A lifelong member of the Scouts, Jane joined the Board of Trustees of the Scout Association last year. She was a Girl Guide and a Scout, gaining her Baden-Powell Award as a Guide and her Queens Scout Award as a Venture Scout. Jane set up a Rainbow unit and has been an adult helper in both Beavers and Cubs. Involvement with the Scouts and Guides gave valuable lessons in leadership.

‘Dyan Crowther suggested I be a trustee. Dyan saw it advertised and said, I thought of you…’ The two are firm friends and she cites Crowther as a major influence on her career. ‘So I applied and said ‘I am the most senior female engineer in Network Rail’. That drew them!’ Dyan Crowther is currently chief operating officer at Govia Thameslink Railway.

ENDURING LEGACY

The Venture Scouts had a more enduring legacy. ‘One Venture Scout leader, she was only five years older than me but she was in her late teens, said to me ‘I want to be a director by the age of 40’.’ Simpson, from a working class family, had never thought of this. However, Victoria Dix was as good as her word and became managing director of Cohn & Wolfe in 2001. She’s based in Geneva, Switzerland and the two are still in touch.

DB-20150926-00373-0034 (Jane Simpson)

‘The only person stopping you is yourself,’ Jane believes. ‘Women have a tendency to want to be perfect therefore they don’t apply for roles.’ It’s true – a few railwaymen will always try and wing it at the interview – quite happy with the idea of being promoted one level above one’s competence. Self belief is important. ‘Lots of people stay in their comfort zone. People should constantly push themselves.’ ‘I try and read one or two good self-development books a year. I’m currently reading Heels of Steel by Vanessa Vallely.’ This is worth reading regardless of gender or stage of career development. Vallely went to work in the City aged 15 and rose to the top. Highly recommended.

MEN WERE ASTONISHED

Role models are a recurring theme. ‘I get my graduates out there visiting schools,’ Simpson says. Elsewhere she has paid tribute to those who encouraged her. ‘Role models are crucial to show girls and women what’s possible and where their potential can take them.

‘I was lucky to have a female role model who saw my potential and helped me realise it. Some quite senior men were astonished that I could talk confidently about complex engineering problems, but they soon came to see me for what I could do, not my gender.

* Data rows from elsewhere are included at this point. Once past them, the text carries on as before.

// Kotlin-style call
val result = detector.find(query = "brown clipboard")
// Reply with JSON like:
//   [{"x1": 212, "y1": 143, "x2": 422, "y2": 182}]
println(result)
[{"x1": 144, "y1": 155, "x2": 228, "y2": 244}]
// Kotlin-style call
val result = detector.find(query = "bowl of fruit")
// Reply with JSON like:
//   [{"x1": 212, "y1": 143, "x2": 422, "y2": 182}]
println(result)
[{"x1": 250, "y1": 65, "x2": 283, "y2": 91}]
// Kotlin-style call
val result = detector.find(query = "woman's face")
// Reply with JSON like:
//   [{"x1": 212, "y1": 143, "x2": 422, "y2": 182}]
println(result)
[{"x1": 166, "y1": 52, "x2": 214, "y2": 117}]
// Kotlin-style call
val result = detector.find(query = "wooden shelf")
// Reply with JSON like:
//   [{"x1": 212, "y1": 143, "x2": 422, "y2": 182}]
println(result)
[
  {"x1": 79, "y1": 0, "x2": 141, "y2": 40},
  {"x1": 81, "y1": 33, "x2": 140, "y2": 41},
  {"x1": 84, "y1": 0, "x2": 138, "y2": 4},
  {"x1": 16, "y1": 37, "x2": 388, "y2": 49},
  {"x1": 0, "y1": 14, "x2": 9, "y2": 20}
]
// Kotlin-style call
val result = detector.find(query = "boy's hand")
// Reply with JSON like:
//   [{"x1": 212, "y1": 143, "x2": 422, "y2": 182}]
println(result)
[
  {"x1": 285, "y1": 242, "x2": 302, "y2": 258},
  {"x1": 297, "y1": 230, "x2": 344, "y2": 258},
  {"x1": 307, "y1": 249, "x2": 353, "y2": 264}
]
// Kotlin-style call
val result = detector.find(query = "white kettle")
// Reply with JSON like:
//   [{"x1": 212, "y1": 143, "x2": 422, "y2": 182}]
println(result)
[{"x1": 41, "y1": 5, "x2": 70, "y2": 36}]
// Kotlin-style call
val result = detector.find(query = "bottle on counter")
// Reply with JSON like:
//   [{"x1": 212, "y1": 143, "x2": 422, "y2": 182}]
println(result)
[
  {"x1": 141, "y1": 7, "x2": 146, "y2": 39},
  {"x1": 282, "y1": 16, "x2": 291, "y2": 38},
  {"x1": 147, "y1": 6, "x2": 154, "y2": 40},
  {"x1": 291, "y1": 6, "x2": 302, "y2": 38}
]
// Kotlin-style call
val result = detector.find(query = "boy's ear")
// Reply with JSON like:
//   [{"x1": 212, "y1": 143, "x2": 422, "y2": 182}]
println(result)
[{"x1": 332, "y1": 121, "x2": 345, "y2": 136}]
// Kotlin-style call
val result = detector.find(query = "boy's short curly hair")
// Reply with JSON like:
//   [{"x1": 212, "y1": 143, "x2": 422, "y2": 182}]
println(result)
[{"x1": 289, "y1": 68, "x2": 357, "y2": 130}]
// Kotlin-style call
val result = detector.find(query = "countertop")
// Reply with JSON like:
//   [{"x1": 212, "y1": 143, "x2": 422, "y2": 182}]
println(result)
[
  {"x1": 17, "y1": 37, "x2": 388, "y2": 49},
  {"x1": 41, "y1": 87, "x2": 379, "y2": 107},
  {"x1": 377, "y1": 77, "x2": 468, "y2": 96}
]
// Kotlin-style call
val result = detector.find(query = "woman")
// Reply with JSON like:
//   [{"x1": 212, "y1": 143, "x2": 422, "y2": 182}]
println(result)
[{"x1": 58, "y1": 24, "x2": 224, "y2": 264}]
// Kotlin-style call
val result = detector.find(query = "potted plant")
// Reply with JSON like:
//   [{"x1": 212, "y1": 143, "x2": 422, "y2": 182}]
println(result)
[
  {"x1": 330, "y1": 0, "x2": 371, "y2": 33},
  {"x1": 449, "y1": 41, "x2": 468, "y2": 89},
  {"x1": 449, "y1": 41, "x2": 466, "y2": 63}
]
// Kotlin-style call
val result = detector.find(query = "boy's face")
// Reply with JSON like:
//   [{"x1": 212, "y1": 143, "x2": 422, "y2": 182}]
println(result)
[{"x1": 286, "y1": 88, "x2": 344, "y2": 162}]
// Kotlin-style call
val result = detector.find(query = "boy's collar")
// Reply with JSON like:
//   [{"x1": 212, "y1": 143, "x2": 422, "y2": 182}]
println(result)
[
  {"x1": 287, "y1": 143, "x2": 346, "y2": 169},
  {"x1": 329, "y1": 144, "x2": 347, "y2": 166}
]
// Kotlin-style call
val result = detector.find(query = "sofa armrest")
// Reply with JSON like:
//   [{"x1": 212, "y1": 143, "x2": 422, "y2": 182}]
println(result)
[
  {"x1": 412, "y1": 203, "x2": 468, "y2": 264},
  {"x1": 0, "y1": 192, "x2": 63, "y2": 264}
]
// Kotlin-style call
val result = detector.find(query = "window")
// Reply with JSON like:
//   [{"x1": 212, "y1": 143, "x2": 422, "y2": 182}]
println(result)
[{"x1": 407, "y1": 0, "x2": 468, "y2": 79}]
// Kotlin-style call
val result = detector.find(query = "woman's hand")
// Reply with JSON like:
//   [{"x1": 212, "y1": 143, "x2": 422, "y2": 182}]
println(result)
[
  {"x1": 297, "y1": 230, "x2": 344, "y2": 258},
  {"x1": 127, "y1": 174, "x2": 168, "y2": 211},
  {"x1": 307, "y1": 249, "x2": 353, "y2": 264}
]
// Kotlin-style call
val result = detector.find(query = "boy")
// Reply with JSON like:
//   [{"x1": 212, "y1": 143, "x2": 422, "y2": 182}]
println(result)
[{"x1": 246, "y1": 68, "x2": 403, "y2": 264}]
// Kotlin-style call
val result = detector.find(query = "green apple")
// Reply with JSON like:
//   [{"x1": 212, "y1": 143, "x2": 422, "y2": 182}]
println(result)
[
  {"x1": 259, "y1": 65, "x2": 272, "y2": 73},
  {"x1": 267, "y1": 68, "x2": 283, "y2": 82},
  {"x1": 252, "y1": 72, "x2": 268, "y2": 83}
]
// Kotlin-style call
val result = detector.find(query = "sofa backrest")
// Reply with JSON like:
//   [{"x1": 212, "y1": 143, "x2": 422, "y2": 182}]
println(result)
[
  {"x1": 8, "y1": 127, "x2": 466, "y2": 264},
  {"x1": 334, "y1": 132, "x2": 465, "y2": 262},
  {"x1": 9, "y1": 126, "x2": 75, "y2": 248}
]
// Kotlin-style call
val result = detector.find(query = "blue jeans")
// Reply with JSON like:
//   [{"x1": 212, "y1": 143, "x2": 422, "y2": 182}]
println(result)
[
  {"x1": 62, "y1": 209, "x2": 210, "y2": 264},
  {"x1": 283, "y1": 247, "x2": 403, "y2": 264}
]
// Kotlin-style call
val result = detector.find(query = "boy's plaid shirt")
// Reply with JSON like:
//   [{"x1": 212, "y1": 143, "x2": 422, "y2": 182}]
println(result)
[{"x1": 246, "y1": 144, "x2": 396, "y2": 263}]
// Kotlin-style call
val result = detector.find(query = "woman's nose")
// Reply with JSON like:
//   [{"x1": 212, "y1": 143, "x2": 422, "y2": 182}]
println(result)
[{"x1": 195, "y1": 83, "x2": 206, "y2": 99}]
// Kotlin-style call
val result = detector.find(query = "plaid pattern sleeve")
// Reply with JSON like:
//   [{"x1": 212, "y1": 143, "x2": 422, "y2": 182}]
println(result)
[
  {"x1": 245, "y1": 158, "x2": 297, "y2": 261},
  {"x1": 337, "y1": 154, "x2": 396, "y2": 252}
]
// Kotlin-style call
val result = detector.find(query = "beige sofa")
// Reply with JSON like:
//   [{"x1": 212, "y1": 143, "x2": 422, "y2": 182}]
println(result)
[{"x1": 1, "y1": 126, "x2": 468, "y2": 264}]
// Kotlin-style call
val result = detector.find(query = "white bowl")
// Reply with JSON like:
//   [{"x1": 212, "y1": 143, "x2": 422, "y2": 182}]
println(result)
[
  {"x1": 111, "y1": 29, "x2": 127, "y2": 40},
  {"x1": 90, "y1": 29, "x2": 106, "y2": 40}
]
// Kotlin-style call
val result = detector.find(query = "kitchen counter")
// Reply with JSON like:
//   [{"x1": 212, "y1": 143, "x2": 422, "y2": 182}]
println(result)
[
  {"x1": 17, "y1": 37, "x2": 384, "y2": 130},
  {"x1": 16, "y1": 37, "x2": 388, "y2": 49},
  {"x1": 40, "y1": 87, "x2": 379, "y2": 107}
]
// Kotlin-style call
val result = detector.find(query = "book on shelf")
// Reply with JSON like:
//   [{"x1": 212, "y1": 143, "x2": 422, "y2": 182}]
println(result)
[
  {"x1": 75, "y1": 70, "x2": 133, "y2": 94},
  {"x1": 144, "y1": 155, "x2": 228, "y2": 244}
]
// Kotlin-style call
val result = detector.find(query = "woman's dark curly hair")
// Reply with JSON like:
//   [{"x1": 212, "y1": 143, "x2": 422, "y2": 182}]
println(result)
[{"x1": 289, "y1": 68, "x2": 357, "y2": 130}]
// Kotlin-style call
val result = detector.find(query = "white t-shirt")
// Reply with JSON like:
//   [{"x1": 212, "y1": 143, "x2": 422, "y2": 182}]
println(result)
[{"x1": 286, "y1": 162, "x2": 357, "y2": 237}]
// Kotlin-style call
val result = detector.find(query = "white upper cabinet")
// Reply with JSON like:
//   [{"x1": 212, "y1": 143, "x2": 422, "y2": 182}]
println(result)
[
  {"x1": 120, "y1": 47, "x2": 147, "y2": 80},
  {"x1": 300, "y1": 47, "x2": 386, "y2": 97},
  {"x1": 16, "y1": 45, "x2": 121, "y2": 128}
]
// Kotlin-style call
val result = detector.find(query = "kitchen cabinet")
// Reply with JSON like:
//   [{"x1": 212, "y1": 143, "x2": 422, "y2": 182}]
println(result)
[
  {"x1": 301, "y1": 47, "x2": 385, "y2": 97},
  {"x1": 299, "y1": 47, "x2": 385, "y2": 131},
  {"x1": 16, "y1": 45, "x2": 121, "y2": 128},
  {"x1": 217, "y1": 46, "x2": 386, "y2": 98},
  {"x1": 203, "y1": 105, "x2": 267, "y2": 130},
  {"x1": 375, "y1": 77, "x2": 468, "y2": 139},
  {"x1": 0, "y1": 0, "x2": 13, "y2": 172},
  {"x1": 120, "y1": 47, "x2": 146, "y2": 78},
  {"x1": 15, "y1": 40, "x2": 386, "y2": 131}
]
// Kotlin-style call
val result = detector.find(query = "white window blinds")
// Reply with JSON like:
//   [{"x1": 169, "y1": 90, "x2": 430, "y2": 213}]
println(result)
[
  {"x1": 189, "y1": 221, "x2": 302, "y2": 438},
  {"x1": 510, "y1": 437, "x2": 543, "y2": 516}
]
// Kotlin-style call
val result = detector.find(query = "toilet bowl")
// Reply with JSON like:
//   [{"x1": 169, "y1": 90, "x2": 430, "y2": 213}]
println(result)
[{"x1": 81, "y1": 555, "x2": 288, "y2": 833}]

‘As the most senior engineer in one of Britain’s biggest engineering companies I know I can help girls along a similar path and be part of something special.’

By 2018, over 3,000 teenage girls at five schools in Milton Keynes will have received advice on pursuing careers in railways. Work experience and open evenings at Network Rail training centres are designed to build confidence among potential applicants and show the railway is now the preserve of those who believe in ingenuity, purpose and doing something positive for the environment.

Ambassadors and role models are out in force, Jane Simpson at their forefront, advice and encouragement unstinting. Railway engineering is a great career for girls. She said recently, ‘It’s a fantastic career if you are creative…inquisitive, if you like to learn about what’s going on, if you want to know how things work, if you like being challenged – that’s what engineering is all about… I never do the same thing every day.’ That includes showing up to read the lesson at a Carol Service.

Simpson, Crowther and many more like them are comprehensively breaching the orange ceiling. Above all they demonstrate that a career in railways is fun, full of companionship and genuine fulfilment.